Dept. of Surgery, Erasmus University Medical Center, Rotterdam, The Netherlands.
Background: While the incidence of transplanting a kidney onto atherosclerotic iliac arteries is becoming more common, little is known about the clinical outcome. We performed a systematic review and meta-analysis to investigate patient and graft survival of kidney transplant recipients with aorto-iliac calcification (AIC) compared to recipients without aorto-iliac calcifications (nAIC).
Methods: We performed a literature search in 5 databases including Embase, Medline, Cochrane, Web of Science and Google Scholar. Articles from January 1st, 2000 until September 11th, 2018 were included. The methodology was in accordance with the PRISMA statement. Relevant outcomes for meta-analysis were patient survival, (death-censored) graft survival and delayed graft function. The survival data for meta-analysis was deduced from Kaplan-Meier curves and presented as a pooled risk ratio using a random effect model. The quality of the evidence was assessed using the GRADE criteria.

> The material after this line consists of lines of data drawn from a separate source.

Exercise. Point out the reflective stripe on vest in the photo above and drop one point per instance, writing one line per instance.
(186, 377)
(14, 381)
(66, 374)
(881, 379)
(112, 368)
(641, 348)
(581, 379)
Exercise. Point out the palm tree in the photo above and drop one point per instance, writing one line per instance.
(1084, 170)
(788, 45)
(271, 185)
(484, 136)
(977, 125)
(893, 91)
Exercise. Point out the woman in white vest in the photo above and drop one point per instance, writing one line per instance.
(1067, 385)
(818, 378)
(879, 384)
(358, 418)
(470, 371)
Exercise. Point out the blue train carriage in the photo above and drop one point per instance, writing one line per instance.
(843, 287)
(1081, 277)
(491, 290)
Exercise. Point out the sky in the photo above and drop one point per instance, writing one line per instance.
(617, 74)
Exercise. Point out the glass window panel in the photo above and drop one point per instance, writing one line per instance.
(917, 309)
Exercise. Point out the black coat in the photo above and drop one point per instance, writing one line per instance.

Results: Twenty observational studies were identified from which 8 were eligible for meta-analysis. Short term and long term patient survival were significantly decreased in recipients with AIC (1-year patient survival: RR 2.19, 95% CI 1.39-3.44, p<0.001, 5-year patient survival: RR 2.47, 95% CI 1.75-3.48, p<0.001). One-year uncensored graft survival was inferior in recipients with AIC (risk ratio (RR) 3.15, 95% confidence interval (CI) 1.30-7.64, p=0.01). However, the 1-year and 3-year death-censored graft survival was similar in recipients with and without AIC (1-year: RR 2.26, 95% CI 0.58-8.82, p=0.24, 3-year: RR 2.19, 95% CI 0.49-9.82, p=0.31). The risk of delayed graft function was not increased in recipients with AIC (RR 1.124, 95% CI 0.98-1.58). Mean 1-year patient survival, uncensored graft survival and death-censored graft survival in recipients who received a kidney transplant on a prosthetic graft was 93.5%, 93.5% and 89.1% respectively. The quality of the evidence was graded as low or very low.
Conclusions: Patient and uncensored graft survival is significantly inferior in kidney transplant recipients with AIC. Death-censored graft survival is unaffected. The short term results of kidney transplantation on a prosthetic graft seems favorable.